Earlier this week, Congress held its first hearing into the future of TV. At the hearing, representatives from the National Association of Broadcasters joined efforts by owners of local TV stations to make live TV streaming services like YouTube TV, Hulu, and Fubo into cable TV companies. The goal is to get the FCC to agree to reclassify streaming services that offer live channels as cable TV companies.
So why are locals doing this? What do they hope to get from it? Today I am going to break down everything we know about this push and why locals are asking for this change.
First what exactly is happening:
Earlier this year, Local TV station owners formed a new Coalition for Local News to push the FCC to force cord cutting services to be treated like cable TV companies. If the FCC agrees to change the rules, it would force YouTube TV, Hulu, Fubo, and more to strike deals directly with the owners of local TV station owners instead of the big networks.
This comes as the Coalition, made up of 600 local TV stations owned by groups like Nexstar, last week put out a new statement to demand change to how the FCC regulates live TV streaming services.
How streaming services like Fubo are fighting back on this pan:
Now though YouTube TV, Fubo, Vidgo, Roku, Paramount, Disney, NBCUniversal, and more have come together to create a coalition called Preservice Viewerchoice to stop this move.
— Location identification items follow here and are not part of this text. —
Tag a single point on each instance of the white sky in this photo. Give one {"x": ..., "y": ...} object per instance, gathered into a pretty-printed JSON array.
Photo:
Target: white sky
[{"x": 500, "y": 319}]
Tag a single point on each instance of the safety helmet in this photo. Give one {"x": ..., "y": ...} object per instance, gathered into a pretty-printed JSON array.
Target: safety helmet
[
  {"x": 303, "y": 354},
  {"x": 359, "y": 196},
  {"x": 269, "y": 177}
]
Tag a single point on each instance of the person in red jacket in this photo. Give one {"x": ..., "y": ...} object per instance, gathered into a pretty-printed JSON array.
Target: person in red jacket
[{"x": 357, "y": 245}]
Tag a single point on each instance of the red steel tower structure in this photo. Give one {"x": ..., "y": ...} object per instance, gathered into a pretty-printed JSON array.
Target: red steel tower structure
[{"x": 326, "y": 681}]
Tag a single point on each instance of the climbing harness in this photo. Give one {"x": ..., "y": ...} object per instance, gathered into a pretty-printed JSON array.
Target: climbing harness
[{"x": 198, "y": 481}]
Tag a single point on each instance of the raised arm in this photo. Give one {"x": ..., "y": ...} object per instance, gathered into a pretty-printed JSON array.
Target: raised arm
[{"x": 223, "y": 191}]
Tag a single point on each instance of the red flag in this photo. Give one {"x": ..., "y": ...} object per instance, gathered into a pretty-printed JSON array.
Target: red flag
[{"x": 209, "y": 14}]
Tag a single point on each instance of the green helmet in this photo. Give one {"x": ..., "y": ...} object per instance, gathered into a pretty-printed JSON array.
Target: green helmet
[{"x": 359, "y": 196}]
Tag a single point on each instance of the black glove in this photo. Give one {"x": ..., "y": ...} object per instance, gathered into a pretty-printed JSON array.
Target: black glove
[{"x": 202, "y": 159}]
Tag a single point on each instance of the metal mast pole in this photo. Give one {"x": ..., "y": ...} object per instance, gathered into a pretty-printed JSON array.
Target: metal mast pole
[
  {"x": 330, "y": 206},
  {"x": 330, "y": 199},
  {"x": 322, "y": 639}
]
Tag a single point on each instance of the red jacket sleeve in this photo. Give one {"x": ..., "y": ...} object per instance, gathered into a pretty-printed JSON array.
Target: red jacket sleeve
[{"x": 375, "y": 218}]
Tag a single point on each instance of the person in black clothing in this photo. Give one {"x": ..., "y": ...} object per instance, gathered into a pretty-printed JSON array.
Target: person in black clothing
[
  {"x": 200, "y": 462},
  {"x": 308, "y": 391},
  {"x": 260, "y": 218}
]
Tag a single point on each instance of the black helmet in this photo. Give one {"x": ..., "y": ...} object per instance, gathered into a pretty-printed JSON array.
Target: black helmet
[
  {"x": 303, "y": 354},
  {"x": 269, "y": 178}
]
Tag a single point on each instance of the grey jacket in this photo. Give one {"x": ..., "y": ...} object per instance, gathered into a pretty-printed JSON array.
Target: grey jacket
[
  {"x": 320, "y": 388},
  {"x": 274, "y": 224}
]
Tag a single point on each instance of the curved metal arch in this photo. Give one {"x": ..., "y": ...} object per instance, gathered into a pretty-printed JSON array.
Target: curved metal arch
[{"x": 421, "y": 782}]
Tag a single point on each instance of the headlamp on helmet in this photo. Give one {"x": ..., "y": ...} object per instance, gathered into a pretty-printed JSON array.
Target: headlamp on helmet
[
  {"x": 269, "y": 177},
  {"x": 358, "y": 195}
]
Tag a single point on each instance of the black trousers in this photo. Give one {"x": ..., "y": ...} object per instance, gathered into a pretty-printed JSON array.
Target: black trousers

“Cable and satellite regulations were enacted decades ago, long before most Americans had even heard of the internet. It’s almost laughable that the same policies would be appropriate in an era with nearly unlimited viewing options.” The coalition made up of YouTube TV, Fubo, and more said in a statement posted online.
This fight is putting local TV station owners like Nexstar at odds with network owners like Disney’s ABC and Comcast’s NBCUniversal. Right now ABC and NBC can make contracts covering all of their affialites even the ones they don’t own for streaming services like YouTube TV. If local TV stations win, it would dramatically change how the FCC regulates live TV streaming services. It would also force them to negotiate directly with the owners of local TV stations like Nexstar. If that change happens, Fubo, Hulu, and others wouldn’t be able to strike deals directly with Paramount for all CBS stations, for example. Instead, they will need to go to each individual owner of each local TV station. This is what cable TV companies have to do, and it is what live TV streaming services may have to do soon.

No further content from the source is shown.